The determinant and the discriminant of a complete intersection of even dimension (Q722899)

Let \(k\) be a field, \(\Gamma_k=\mathrm{Aut}_k(\bar{k})\) be the absolute Galois group. For a smooth proper variety \(X\) of even dimension \(n\) over \(k\), the \(\ell\)-adic cohomology group of the middle degree \( V=H^n(X_{\bar{k}},\mathbb{Q}_{\ell}(\frac{n}{2})) \) gives an orthogonal (via Poincaré duality) representation.
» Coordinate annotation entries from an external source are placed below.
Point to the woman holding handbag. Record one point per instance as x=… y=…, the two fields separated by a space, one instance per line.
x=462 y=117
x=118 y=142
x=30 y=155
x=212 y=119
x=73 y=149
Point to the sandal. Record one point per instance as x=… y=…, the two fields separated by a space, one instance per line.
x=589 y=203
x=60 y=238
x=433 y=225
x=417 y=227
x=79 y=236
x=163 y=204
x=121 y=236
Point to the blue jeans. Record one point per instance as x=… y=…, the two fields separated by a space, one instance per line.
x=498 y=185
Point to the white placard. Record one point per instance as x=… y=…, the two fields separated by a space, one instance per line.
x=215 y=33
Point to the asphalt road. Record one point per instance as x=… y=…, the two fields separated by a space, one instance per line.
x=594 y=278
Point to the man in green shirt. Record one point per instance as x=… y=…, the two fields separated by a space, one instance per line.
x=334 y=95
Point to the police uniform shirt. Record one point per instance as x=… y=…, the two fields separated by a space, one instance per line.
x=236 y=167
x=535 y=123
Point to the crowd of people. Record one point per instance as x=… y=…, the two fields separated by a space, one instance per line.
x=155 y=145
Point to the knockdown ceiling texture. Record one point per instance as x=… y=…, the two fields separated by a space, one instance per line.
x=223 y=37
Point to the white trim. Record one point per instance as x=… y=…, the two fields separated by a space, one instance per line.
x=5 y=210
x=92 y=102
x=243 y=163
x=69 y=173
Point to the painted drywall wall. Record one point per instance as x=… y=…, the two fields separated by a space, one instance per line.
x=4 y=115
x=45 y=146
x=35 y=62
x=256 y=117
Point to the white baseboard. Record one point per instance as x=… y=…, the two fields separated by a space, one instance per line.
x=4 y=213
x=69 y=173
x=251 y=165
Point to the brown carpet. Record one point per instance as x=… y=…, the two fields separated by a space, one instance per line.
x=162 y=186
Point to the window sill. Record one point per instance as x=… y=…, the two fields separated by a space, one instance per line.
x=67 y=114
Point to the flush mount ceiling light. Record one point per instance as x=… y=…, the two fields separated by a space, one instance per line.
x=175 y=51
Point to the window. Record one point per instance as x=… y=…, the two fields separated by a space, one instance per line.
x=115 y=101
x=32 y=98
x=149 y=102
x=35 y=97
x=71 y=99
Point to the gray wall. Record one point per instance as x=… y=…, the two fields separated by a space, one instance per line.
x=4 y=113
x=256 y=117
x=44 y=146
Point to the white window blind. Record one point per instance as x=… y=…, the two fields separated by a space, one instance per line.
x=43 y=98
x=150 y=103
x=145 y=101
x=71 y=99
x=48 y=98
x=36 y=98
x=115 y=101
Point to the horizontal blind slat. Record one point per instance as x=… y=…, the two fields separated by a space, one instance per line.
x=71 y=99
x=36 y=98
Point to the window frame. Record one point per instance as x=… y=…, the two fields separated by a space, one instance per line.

Its determinant induces a quadratic character \[ \mathrm{det}V: \Gamma_k \to \{ \pm 1 \}\subset \mathbb{Q}_{\ell}^{\times}. \] In the case that \(X=V(f_1,\cdots,f_r)\subset \mathbb{P}_k^m\) is a complete intersection, the author computes \(\mathrm{det}V\) in terms of the discriminant \(\mathrm{disc}_{\sigma}(f_1,\cdots,f_r)\) (Theorem 2.3.1) of the defining polynomials of \(X\). More precisely, if the characteristic of \(k\) is not \(2\), then \[ \mathrm{det}V= \sqrt{\mathrm{disc}_{\sigma}(f_1,\cdots,f_r)}. \] This generalizes the result of \textit{T. Saito} [Math. Res. Lett. 19, No. 04, 855--871 (2012; Zbl 1285.14046)] in the case that \(X\) is an even dimensional hypersurface in a projective space. The case that \(\mathrm{char}k=2\) is also treated in Subsection 2.5. In Section 3, the author gives an explicit presentation of the discriminant of the complex intersection of two quadrics.